The new report came after ‘Child Q’ – a 15-year-old girl from Hackney – was strip searched by female Metropolitan Police officers at her school in 2020.

This period saw 65,336 instances across 28 of the 43 forces in England and Wales, with 3,133 being on 10 to 17-year-olds.

Amnesty International UK called this a “serious violation of children’s dignity and human rights”.

Teachers said Child Q smelt strongly of cannabis and suspected she was carrying drugs, but none were found during the strip-search.

The police failed to get an ‘appropriate adult’ in the room during the search and did not contact her mother in advance. 

In March, law firm Bhatt Murphy confirmed the teenager was taking civil action against the Metropolitan Police and her school.

She wants to obtain “cast-iron commitments to ensure this never happens again to any other child”.

In a recent tweet, crime researcher Gavin Hales said “custody officers might have become more risk averse re child detainees” due to “resource pressures”.

He added: “mitigations like constant watches that could be used in lieu of strip searches are very resource intensive.”

Mark Naylor added on Twitter that: “In custody, strip-searches are often used to safeguard them [the children] and staff.”

The data also revealed the racial disparity between adults and children. Black children made up 35% of the searches, compared with 19% for black adults.

The breakdown of the Home Office strip-search data by race. Pic: PA Graphics

Dr Shabna Begum, head of research at the Runnymede Trust, said this “underlines just how badly our ethnic minority children are being failed by the institutions there to protect them.”

For all ethnicities except white, children made up a higher percentage of strip-searches than their adult counterparts.

Previous Metropolitan Police data from 2018 to 2021 found 2020 had the highest number of custody strip-searches against 10 to 17-year-olds, with 2,040 having been recorded. The number dropped to 1,606 in 2021.

In 2021, the same data showed black people to be disproportionately targeted, regardless of age.

33 per cent of custody strip-searches were conducted against black people, though they make up only 13.3 per cent of the London population.

The Metropolitan Police told Eastlondonlines: “We have got it wrong in the past and we are making significant efforts to now ensure our approach puts the child at the heart of decision making, with safeguarding of that child the absolute priority.”  

They welcomed the Home Office report and have begun to make changes to “enhance our work already under way”.
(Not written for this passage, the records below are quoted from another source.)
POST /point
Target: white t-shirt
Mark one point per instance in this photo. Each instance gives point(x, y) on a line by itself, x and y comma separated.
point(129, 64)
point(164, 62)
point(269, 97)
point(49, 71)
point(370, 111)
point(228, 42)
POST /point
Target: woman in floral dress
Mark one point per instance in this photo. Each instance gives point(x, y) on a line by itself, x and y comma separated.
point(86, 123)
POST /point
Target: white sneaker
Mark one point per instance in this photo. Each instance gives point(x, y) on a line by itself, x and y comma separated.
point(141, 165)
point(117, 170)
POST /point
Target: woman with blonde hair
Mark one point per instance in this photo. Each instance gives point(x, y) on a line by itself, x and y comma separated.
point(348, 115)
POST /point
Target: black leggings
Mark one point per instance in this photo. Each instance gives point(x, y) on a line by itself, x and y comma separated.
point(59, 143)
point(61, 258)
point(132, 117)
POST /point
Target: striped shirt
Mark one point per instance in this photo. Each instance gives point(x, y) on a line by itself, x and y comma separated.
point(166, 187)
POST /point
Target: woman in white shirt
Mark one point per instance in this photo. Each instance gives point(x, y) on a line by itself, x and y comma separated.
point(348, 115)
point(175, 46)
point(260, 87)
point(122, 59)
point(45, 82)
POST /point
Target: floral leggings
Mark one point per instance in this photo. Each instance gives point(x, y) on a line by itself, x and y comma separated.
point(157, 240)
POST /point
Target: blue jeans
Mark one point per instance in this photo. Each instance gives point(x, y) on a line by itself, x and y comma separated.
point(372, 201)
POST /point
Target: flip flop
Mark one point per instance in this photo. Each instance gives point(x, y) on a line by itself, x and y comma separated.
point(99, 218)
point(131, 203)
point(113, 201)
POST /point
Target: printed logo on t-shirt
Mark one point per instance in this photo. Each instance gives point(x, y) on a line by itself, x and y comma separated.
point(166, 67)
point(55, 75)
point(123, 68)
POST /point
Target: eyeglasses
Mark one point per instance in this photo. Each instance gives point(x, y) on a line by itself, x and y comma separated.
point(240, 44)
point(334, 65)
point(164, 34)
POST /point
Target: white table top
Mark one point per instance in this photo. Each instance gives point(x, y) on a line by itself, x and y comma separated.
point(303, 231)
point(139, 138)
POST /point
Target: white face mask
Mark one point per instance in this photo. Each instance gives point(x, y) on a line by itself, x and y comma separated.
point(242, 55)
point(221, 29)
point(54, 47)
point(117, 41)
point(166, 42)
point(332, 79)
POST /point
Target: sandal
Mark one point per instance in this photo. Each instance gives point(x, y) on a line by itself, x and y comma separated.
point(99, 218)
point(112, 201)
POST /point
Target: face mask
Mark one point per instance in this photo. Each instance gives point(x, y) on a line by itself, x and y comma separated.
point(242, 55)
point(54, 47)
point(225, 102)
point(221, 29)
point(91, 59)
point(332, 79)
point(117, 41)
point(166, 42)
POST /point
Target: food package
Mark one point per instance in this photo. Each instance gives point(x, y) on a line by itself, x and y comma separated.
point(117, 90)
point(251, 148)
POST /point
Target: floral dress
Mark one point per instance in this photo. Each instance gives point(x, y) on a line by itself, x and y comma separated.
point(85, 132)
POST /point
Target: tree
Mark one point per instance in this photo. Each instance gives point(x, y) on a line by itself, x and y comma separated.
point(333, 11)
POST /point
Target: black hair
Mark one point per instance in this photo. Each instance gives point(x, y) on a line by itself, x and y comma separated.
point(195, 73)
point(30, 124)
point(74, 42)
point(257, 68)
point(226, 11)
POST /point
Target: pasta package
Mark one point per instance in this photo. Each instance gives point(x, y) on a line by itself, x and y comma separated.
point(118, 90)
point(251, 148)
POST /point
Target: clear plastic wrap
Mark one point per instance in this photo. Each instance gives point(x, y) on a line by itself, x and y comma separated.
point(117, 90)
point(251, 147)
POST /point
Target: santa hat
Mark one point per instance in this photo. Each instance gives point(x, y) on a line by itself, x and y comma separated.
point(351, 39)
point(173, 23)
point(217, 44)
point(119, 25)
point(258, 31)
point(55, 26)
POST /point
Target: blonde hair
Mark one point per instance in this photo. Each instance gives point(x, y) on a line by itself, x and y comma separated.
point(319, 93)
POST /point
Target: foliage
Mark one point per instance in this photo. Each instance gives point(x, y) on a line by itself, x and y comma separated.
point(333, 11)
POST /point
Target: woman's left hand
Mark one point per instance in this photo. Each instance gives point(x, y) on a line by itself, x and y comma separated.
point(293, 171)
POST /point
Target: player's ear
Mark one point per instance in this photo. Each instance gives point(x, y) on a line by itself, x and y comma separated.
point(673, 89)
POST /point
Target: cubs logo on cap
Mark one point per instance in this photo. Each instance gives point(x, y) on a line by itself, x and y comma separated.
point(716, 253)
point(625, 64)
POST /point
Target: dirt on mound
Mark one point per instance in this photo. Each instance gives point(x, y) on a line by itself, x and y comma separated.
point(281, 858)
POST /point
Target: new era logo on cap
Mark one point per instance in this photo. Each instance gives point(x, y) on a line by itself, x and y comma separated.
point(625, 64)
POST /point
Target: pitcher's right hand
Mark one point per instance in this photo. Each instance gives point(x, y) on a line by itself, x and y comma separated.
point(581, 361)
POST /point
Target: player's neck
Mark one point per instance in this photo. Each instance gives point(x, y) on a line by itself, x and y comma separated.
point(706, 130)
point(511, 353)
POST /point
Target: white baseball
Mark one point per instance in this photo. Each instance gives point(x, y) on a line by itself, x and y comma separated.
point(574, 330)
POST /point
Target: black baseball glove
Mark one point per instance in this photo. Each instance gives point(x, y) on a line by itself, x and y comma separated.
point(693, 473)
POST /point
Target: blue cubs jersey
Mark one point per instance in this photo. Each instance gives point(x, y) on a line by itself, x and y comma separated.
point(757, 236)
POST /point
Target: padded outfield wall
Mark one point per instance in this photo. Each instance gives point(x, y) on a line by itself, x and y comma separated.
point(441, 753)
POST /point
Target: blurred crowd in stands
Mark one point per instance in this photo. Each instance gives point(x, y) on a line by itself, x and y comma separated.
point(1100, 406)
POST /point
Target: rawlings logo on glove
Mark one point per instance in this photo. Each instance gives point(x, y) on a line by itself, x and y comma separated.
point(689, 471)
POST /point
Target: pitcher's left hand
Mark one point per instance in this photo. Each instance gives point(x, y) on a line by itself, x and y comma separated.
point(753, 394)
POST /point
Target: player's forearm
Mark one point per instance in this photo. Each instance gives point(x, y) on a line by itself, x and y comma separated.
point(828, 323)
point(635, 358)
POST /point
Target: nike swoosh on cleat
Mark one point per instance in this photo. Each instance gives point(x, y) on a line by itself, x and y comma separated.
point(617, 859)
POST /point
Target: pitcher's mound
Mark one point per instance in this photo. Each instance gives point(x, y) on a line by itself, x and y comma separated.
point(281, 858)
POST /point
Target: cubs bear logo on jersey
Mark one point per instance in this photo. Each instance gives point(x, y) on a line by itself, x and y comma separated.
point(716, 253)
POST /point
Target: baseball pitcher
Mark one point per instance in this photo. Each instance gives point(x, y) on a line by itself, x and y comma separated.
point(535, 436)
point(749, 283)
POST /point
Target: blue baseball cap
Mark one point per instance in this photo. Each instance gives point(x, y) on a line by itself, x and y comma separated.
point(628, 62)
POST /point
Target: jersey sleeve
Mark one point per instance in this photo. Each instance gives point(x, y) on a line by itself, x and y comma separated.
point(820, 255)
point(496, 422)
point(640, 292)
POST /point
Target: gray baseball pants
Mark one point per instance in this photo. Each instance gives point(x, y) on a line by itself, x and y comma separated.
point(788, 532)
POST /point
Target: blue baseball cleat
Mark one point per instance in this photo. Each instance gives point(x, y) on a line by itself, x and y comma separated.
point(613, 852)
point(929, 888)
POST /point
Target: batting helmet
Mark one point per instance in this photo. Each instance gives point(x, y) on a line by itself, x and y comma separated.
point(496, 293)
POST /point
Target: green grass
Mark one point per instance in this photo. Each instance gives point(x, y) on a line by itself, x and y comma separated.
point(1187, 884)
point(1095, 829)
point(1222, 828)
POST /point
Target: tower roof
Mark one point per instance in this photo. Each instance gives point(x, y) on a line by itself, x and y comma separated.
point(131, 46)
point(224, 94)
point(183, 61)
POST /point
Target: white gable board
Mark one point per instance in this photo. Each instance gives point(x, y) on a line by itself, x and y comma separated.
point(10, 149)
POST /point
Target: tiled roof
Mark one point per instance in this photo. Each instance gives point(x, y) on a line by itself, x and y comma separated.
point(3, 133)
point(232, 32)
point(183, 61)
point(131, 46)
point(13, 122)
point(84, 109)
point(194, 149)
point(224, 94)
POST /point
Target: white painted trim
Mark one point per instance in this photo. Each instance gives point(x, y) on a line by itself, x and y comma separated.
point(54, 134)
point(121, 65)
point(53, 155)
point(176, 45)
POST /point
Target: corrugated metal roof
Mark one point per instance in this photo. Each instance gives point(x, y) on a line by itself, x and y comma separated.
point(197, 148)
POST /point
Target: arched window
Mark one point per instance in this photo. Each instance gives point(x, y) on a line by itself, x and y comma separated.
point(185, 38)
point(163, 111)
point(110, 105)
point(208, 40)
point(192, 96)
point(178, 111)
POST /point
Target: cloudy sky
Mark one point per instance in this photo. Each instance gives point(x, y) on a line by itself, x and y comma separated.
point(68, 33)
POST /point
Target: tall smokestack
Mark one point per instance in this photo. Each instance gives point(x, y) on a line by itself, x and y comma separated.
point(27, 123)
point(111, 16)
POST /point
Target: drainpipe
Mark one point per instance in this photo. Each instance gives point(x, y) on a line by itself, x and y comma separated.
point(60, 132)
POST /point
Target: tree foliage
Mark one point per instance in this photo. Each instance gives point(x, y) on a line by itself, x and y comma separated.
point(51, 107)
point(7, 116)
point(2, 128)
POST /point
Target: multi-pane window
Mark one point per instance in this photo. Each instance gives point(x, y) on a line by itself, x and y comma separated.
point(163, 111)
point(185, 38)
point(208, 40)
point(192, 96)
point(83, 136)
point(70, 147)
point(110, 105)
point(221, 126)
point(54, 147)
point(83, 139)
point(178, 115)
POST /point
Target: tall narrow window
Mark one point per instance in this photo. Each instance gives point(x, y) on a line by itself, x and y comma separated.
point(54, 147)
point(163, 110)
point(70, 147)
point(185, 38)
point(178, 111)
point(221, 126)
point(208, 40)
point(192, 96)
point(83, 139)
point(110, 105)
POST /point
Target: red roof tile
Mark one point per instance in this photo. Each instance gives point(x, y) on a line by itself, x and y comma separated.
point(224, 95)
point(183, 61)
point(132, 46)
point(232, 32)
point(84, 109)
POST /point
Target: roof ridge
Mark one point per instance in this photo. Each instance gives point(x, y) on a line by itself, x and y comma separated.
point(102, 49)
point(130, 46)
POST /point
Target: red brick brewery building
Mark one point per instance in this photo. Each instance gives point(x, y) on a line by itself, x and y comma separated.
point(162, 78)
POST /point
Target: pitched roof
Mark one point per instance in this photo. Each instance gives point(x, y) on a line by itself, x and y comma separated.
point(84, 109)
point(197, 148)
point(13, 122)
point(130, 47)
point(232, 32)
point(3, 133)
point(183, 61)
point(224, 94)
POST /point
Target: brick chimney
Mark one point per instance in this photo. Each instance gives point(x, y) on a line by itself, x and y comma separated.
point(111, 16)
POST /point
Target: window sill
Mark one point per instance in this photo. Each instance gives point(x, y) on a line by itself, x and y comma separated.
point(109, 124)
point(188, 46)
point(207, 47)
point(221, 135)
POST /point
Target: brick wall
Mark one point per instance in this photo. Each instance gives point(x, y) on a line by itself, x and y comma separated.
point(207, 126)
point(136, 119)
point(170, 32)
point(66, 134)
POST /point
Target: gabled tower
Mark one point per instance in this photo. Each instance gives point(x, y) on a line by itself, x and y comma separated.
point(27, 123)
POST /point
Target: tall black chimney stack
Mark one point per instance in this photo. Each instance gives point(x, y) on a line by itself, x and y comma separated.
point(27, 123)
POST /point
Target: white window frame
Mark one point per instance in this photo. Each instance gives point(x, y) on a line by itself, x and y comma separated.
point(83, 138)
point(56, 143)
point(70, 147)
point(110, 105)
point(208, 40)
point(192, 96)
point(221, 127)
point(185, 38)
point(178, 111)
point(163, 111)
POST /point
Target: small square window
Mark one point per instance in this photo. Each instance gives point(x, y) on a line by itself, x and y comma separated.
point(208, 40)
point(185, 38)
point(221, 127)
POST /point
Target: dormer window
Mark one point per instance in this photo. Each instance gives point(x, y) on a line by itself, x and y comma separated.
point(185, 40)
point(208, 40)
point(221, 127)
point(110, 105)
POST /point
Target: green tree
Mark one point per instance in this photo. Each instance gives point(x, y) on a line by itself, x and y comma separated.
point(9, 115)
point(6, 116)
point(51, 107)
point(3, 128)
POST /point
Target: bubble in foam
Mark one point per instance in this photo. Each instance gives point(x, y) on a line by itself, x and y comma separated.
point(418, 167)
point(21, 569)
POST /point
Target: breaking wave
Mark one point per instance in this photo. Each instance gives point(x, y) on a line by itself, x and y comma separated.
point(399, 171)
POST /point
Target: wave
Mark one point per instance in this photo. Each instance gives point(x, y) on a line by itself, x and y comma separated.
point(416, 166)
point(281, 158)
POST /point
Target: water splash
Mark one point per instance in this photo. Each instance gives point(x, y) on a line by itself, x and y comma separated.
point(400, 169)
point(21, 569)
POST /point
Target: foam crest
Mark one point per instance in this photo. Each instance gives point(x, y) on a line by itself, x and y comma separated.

Despite this, a spokeswoman from the National Police Chiefs’ Council maintained strip-searches “play an important role” in protecting the public, including those conducted on children.

She did not admit any failings by the police, but said they are taking the “concerns raised about children’s safeguarding extremely seriously”.

The Independent Office for Police Conduct (IOPC) is currently investigating four officers for gross misconduct in connection with the incident, as well as four other strip-searches of children between 2020 and 2022.

Dame Rachel de Souza, Children’s Commissioner for England, said she was “deeply concerned that police aren’t considering the safeguarding and welfare of vulnerable children”.

She added: “More action is needed … I will not be satisfied until national guidelines are changed to ensure that children are strip-searched only in the most exceptional situations and there are robust safeguards in place.”